Even the smallest data pipelines should have a “development playground”, where development of the data pipelines will take place. This is often filled with test data, which means different things in different situations. It can be just a sample of the production data, synthetic data, data from test devices etc. What is important, is that the test data should be representative of the production data. The production environment is the “real” data, often feeding some reporting dashboards or user-facing systems.

It should be easy to specify which environment is targeted. In our case that means specifying the location of input and output files; e.g. have different S3 buckets for test and prod. At one point, one needs to hard-code such things, and we found that the best way of doing this is by defining an abstract class defining all the necessary variables for your environment (bucket names in AWS, storage container names in Azure, SQL connection strings, etc). One then makes concrete classes for each environment.

Defining the data

To get started, we suggest using the TypedDataLink class of Lighthouse. It is a thin wrapper/decorator around the regular DataLinks, but it comes with type-safe read and write methods. A quick example:

val myData = new TypedDataLink[CaseClassTwo](
    new FileSystemDataLink("path/to/data", Parquet)
  )

Here, CaseClassTwo is the type associated with the DataLink. A call to readTyped() will return a Dataset[CaseClassTwo] . Similarly, a call to writeTyped() will expect an argument of type Dataset[CaseClassTwo] .

Setting up the data lake

One can define the data lake by extending the Datalake class from Lighthouse. The class is constructed by calling the apply method of the companion object.

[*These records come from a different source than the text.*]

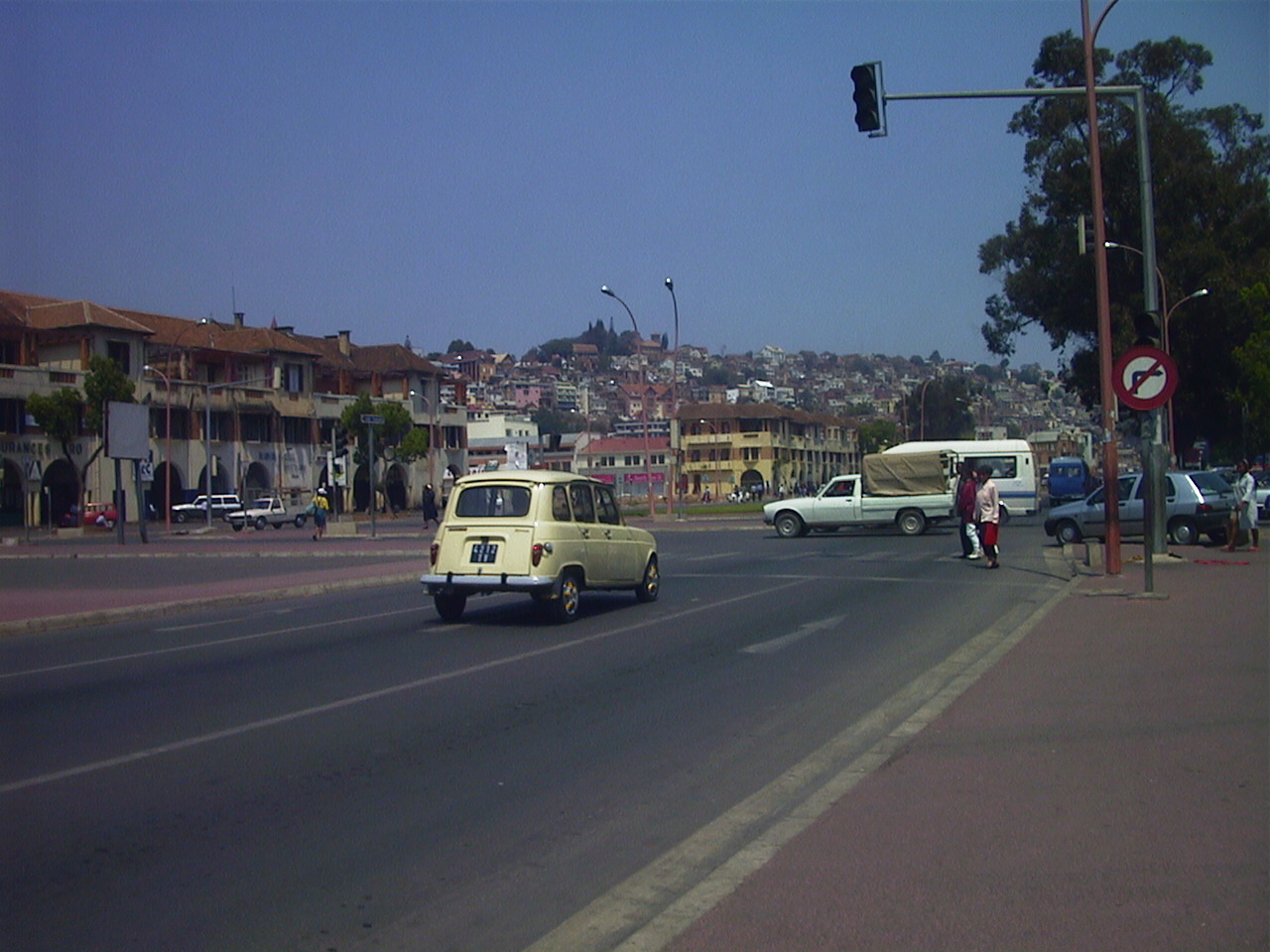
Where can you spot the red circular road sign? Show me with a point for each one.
(1144, 377)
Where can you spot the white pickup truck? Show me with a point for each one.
(264, 512)
(908, 492)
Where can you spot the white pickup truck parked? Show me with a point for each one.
(264, 512)
(908, 492)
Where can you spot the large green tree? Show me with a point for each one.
(1210, 169)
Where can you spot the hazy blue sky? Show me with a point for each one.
(477, 171)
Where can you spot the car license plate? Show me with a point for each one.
(484, 552)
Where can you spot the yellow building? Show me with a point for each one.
(760, 448)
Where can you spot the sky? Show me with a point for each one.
(477, 171)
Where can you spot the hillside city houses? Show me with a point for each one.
(259, 408)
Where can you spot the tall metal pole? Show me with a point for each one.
(643, 402)
(1110, 458)
(675, 402)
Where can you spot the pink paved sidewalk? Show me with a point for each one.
(1106, 785)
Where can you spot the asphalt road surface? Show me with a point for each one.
(349, 772)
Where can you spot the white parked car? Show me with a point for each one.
(264, 512)
(550, 535)
(197, 511)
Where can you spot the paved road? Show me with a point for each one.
(347, 772)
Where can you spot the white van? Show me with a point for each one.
(1014, 467)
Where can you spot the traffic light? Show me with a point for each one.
(869, 98)
(1146, 326)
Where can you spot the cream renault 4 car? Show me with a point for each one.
(550, 535)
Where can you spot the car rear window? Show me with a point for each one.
(493, 500)
(1210, 483)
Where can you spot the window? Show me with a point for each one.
(255, 428)
(583, 504)
(608, 512)
(121, 353)
(13, 416)
(561, 504)
(296, 430)
(1003, 467)
(493, 500)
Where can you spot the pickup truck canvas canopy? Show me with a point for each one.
(906, 474)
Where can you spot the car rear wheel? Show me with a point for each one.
(911, 522)
(1183, 532)
(651, 584)
(1067, 532)
(451, 606)
(568, 598)
(789, 525)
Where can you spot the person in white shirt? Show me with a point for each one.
(1245, 513)
(987, 506)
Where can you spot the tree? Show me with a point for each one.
(62, 414)
(1209, 169)
(940, 409)
(878, 434)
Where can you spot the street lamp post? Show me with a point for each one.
(1167, 312)
(675, 397)
(643, 400)
(1110, 461)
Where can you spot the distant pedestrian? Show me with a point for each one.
(1243, 516)
(320, 507)
(430, 507)
(988, 513)
(966, 489)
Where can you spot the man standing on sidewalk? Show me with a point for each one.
(1243, 517)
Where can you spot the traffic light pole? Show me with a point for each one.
(1152, 436)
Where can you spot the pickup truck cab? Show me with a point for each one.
(264, 512)
(907, 492)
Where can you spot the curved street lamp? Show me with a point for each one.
(643, 402)
(675, 398)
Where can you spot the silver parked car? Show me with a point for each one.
(1196, 503)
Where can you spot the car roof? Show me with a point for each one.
(540, 476)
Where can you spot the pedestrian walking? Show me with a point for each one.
(430, 507)
(320, 507)
(1243, 516)
(966, 489)
(988, 513)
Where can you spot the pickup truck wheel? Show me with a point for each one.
(789, 525)
(568, 598)
(651, 583)
(911, 522)
(449, 607)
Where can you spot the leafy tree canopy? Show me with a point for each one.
(1210, 169)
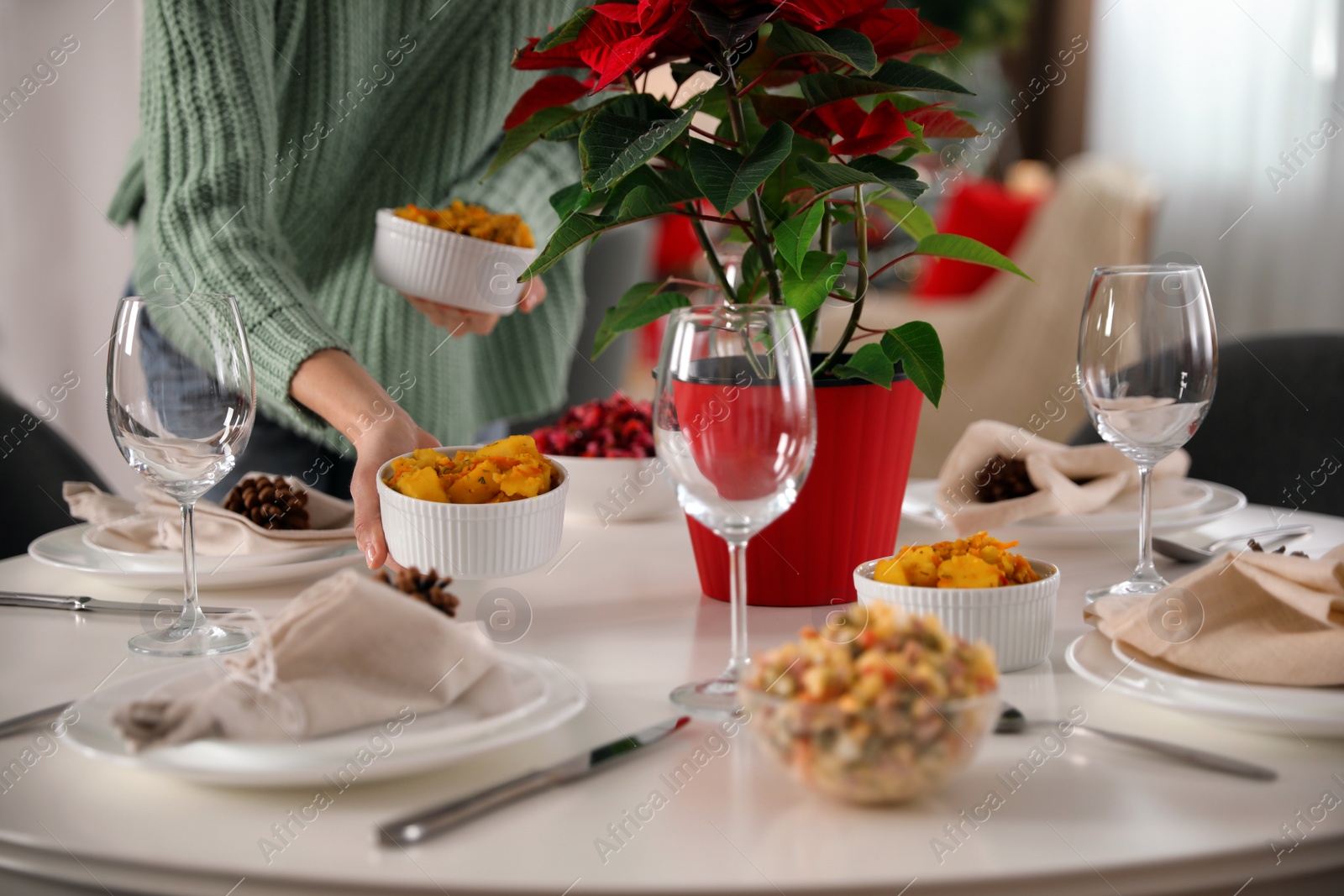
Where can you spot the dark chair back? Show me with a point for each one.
(34, 463)
(1276, 427)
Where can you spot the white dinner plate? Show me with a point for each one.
(1109, 524)
(1303, 712)
(430, 741)
(66, 550)
(132, 555)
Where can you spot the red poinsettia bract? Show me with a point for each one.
(864, 132)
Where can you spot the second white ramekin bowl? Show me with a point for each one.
(474, 540)
(605, 490)
(448, 268)
(1018, 621)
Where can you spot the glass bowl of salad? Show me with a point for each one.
(877, 707)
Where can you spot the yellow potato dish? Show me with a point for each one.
(979, 562)
(507, 470)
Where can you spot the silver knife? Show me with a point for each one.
(1189, 754)
(30, 720)
(430, 822)
(81, 602)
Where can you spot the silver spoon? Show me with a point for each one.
(1011, 721)
(1186, 553)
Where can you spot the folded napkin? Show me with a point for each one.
(1050, 466)
(154, 523)
(1268, 618)
(347, 652)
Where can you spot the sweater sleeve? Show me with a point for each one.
(208, 118)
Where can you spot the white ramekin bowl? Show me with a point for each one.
(472, 540)
(448, 268)
(1018, 621)
(618, 490)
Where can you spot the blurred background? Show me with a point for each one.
(1112, 130)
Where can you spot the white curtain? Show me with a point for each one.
(1230, 107)
(62, 264)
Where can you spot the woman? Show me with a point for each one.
(270, 134)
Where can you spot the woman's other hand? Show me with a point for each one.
(333, 385)
(460, 322)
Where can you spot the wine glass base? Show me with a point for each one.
(712, 698)
(1128, 589)
(202, 641)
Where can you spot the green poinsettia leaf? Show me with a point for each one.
(917, 348)
(613, 144)
(568, 201)
(642, 304)
(964, 249)
(795, 235)
(869, 363)
(847, 46)
(824, 86)
(638, 204)
(528, 134)
(727, 177)
(831, 176)
(806, 289)
(907, 76)
(566, 33)
(907, 217)
(669, 187)
(900, 177)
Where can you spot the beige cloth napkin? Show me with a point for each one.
(154, 523)
(1052, 468)
(1268, 618)
(347, 652)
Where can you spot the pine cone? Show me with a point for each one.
(270, 503)
(1256, 548)
(423, 586)
(1008, 481)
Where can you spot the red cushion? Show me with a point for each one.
(983, 210)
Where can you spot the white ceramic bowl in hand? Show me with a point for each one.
(1018, 621)
(618, 490)
(448, 268)
(472, 540)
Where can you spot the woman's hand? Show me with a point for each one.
(459, 322)
(374, 448)
(333, 385)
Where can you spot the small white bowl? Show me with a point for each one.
(472, 540)
(1018, 621)
(448, 268)
(618, 490)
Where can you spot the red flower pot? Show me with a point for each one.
(847, 512)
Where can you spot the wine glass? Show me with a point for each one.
(181, 427)
(734, 422)
(1147, 364)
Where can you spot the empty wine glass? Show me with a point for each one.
(181, 430)
(734, 422)
(1147, 364)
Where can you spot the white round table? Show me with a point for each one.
(622, 607)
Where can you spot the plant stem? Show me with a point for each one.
(757, 211)
(860, 231)
(712, 257)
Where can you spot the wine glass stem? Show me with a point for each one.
(1146, 571)
(192, 616)
(738, 607)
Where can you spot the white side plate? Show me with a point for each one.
(1108, 524)
(549, 694)
(1312, 712)
(66, 550)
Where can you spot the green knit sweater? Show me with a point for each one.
(270, 134)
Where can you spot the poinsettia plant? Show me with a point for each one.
(815, 125)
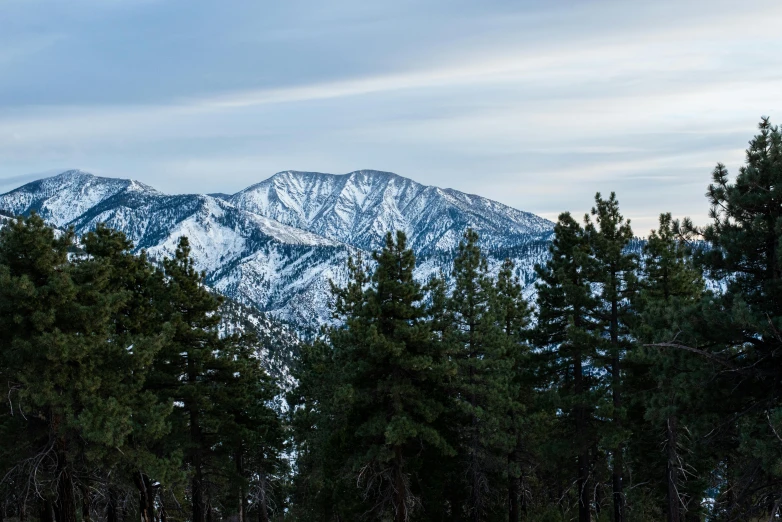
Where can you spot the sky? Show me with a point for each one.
(536, 104)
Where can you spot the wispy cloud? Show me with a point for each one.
(535, 106)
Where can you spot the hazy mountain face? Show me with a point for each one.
(276, 245)
(360, 207)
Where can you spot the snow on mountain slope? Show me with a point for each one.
(360, 207)
(253, 259)
(64, 197)
(276, 245)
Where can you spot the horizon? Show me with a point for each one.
(534, 105)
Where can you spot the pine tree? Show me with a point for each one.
(185, 375)
(662, 378)
(483, 377)
(615, 273)
(389, 373)
(513, 316)
(569, 331)
(74, 368)
(741, 327)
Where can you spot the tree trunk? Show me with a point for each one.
(617, 474)
(583, 456)
(111, 506)
(239, 458)
(513, 499)
(263, 512)
(47, 509)
(146, 497)
(65, 506)
(672, 471)
(400, 504)
(513, 490)
(85, 504)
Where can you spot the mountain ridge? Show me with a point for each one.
(281, 254)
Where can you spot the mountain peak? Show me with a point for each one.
(62, 198)
(359, 207)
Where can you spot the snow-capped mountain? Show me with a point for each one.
(360, 207)
(248, 257)
(276, 245)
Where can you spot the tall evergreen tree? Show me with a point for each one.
(75, 370)
(389, 374)
(187, 374)
(670, 290)
(569, 330)
(513, 316)
(483, 377)
(615, 273)
(742, 325)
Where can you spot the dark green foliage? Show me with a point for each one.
(615, 273)
(99, 350)
(644, 388)
(568, 330)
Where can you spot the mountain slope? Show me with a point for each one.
(253, 259)
(360, 207)
(277, 245)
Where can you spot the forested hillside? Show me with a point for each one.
(642, 383)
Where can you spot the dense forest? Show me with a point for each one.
(643, 382)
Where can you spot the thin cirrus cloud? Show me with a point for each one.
(534, 104)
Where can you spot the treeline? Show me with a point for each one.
(638, 387)
(122, 402)
(643, 384)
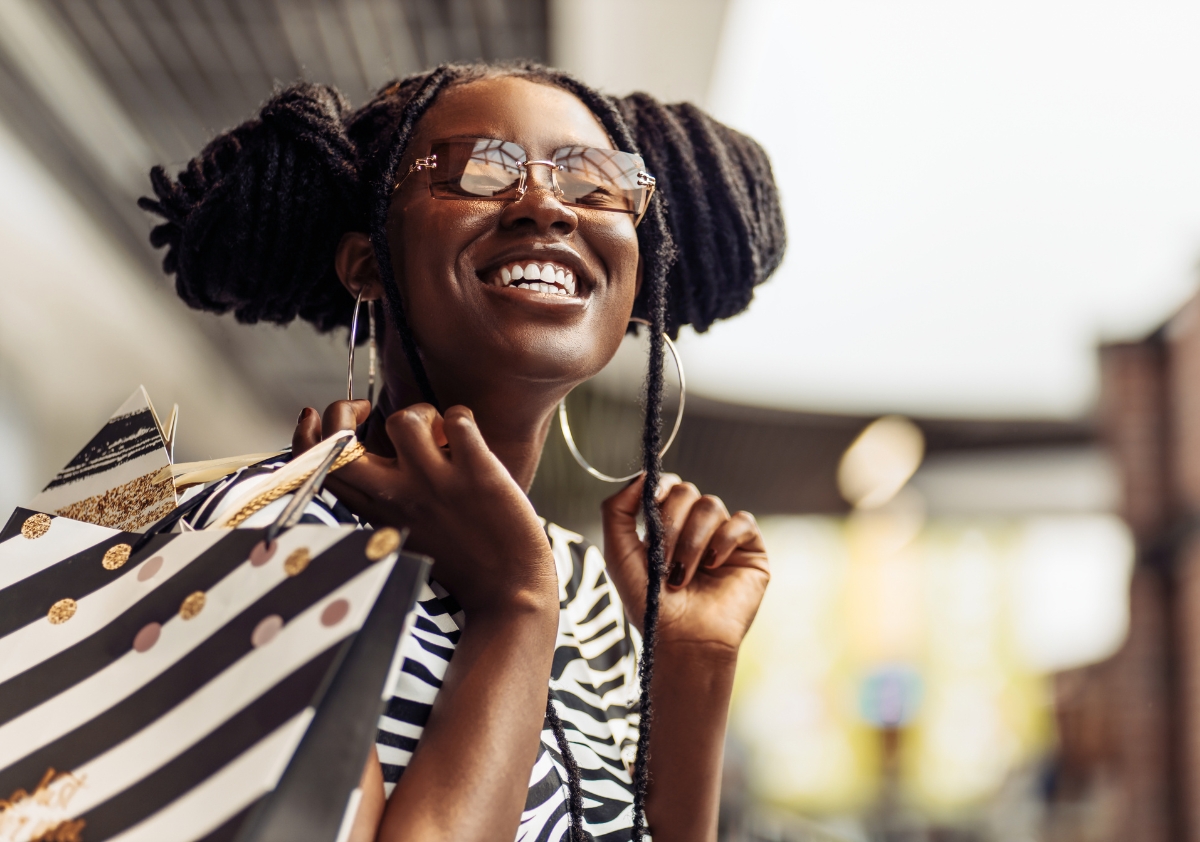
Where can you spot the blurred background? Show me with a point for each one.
(966, 409)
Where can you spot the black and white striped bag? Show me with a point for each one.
(197, 687)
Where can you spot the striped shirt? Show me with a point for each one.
(593, 680)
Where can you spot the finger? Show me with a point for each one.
(675, 509)
(411, 431)
(343, 415)
(367, 486)
(467, 445)
(706, 517)
(741, 531)
(623, 549)
(307, 432)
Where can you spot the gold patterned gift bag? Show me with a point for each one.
(196, 685)
(115, 480)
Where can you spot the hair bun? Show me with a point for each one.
(252, 222)
(721, 206)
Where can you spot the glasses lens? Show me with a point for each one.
(475, 168)
(601, 178)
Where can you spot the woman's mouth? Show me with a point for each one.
(538, 277)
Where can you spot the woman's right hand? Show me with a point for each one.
(459, 501)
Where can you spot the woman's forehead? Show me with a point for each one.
(540, 118)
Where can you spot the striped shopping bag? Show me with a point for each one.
(201, 686)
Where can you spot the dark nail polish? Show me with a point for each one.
(676, 578)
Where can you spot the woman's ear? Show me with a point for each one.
(357, 266)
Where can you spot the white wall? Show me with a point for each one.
(81, 326)
(664, 47)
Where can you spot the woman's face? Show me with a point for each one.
(478, 335)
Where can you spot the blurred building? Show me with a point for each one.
(1129, 765)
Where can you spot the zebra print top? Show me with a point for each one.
(593, 680)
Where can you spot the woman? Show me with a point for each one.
(438, 198)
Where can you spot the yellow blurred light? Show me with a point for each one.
(880, 462)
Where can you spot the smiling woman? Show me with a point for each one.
(513, 221)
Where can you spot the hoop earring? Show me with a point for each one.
(371, 350)
(570, 439)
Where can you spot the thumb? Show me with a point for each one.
(623, 549)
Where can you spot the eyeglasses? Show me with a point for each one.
(581, 176)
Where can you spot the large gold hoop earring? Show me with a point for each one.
(371, 350)
(570, 439)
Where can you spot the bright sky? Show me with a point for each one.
(976, 193)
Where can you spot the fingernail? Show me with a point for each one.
(676, 578)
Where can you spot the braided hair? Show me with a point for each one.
(253, 222)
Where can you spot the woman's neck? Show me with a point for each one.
(515, 433)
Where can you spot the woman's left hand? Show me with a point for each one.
(715, 571)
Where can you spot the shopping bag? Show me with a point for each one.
(111, 482)
(201, 686)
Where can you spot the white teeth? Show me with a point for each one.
(553, 278)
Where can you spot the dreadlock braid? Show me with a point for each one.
(724, 209)
(253, 222)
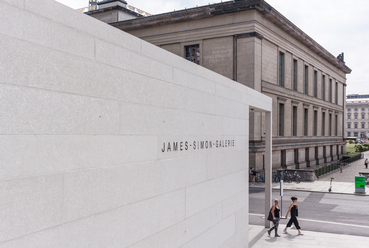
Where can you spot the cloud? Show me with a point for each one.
(337, 25)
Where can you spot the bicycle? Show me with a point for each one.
(287, 177)
(330, 185)
(260, 178)
(277, 177)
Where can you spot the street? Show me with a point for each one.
(320, 212)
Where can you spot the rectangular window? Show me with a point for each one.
(315, 84)
(281, 120)
(323, 124)
(330, 90)
(306, 80)
(294, 121)
(317, 153)
(306, 122)
(281, 69)
(192, 53)
(315, 123)
(323, 87)
(296, 156)
(336, 93)
(295, 74)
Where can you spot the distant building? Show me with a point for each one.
(252, 43)
(357, 116)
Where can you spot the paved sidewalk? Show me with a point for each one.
(349, 171)
(258, 238)
(343, 183)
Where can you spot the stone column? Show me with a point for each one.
(268, 165)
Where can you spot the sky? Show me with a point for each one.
(337, 25)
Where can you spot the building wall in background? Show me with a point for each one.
(87, 116)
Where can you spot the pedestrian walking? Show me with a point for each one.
(274, 216)
(293, 209)
(253, 175)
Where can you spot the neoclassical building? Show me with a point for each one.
(357, 116)
(252, 43)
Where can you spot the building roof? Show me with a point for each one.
(231, 7)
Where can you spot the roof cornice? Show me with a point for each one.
(232, 7)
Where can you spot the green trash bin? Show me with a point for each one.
(359, 184)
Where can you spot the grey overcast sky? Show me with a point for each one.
(337, 25)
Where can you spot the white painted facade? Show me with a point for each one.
(85, 112)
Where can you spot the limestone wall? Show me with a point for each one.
(87, 117)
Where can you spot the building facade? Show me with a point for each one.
(357, 116)
(252, 43)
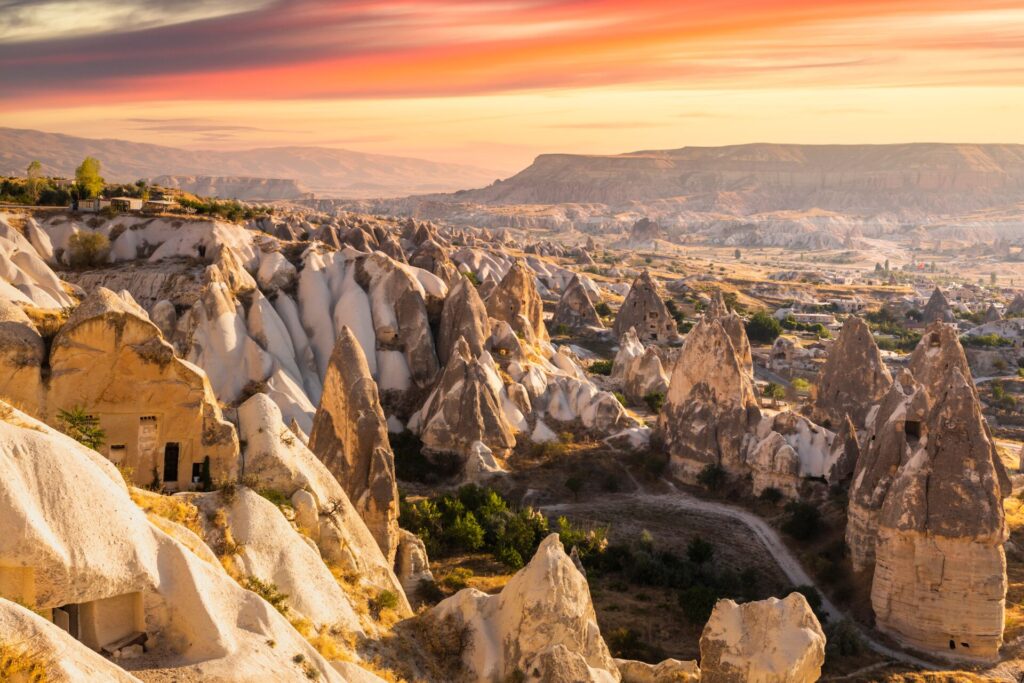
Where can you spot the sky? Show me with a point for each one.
(494, 83)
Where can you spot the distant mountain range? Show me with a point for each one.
(864, 179)
(327, 172)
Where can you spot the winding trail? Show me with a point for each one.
(680, 501)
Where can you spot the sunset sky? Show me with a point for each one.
(495, 83)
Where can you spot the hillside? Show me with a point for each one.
(752, 178)
(325, 171)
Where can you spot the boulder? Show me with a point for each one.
(574, 308)
(854, 378)
(515, 301)
(940, 580)
(349, 435)
(768, 641)
(543, 621)
(645, 310)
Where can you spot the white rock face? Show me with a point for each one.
(25, 278)
(281, 462)
(62, 657)
(543, 619)
(71, 535)
(765, 641)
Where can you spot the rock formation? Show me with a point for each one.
(854, 378)
(936, 354)
(846, 454)
(349, 435)
(940, 580)
(467, 413)
(894, 430)
(543, 621)
(464, 315)
(644, 310)
(161, 418)
(769, 641)
(515, 301)
(734, 326)
(574, 308)
(711, 404)
(938, 309)
(282, 463)
(76, 548)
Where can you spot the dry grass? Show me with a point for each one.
(18, 663)
(169, 507)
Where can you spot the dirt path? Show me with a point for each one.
(680, 502)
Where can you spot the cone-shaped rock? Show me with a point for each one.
(854, 378)
(711, 404)
(515, 301)
(770, 641)
(349, 435)
(894, 431)
(543, 622)
(465, 409)
(938, 308)
(940, 579)
(644, 310)
(733, 324)
(574, 309)
(464, 315)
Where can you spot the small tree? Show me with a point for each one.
(33, 183)
(699, 551)
(82, 427)
(763, 328)
(90, 183)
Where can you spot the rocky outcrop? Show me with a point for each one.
(464, 315)
(769, 641)
(468, 414)
(349, 435)
(894, 430)
(543, 621)
(938, 352)
(161, 418)
(734, 327)
(280, 462)
(73, 541)
(854, 378)
(515, 301)
(940, 567)
(574, 308)
(938, 309)
(667, 671)
(644, 310)
(710, 407)
(845, 455)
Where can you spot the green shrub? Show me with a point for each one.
(763, 328)
(82, 427)
(697, 602)
(712, 477)
(699, 551)
(268, 591)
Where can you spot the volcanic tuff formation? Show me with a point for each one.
(644, 310)
(854, 378)
(349, 435)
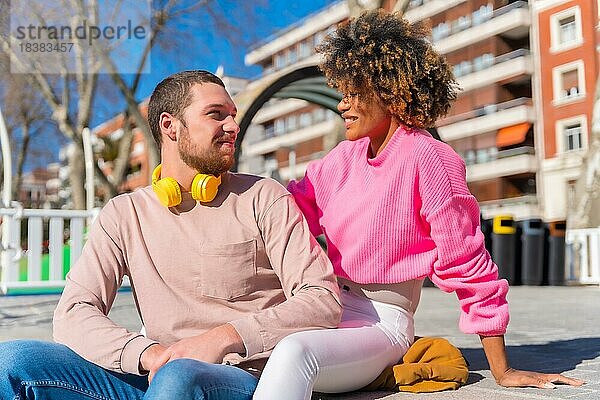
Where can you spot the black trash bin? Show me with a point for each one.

Our Datalake class contains a simple object hierarchy which organizes the different data sources (TypedDataLinks in our case) according to the different areas, e.g. raw, clean, project.

Writing jobs

Once we have the datalake defined, the jobs just need to construct the Datalake object, and have easy access to the data sources defined. The job parses the arguments, and passes the LighthouseConfiguration to the datalake constructor.

The job expects 2 arguments:

--environment or -e , this value will be passed to the TypedCompanyDataLake constructor. Make sure it’s an exact match.
--date or -d , this is the date for which the data will be read, in YYYY-MM-DD format.

The final spark-submit call would look something like:

spark-submit --class com.companyname.jobs.ProjectJob <path_to_jar_file> --environment <env> --date <date>

Conclusions

As we have seen, Lighthouse is a simple library to organize small- and mid-size datalakes. It provides an easy and simple way of accessing the data and managing environments. It also provides a small testing library, but that will be for another post!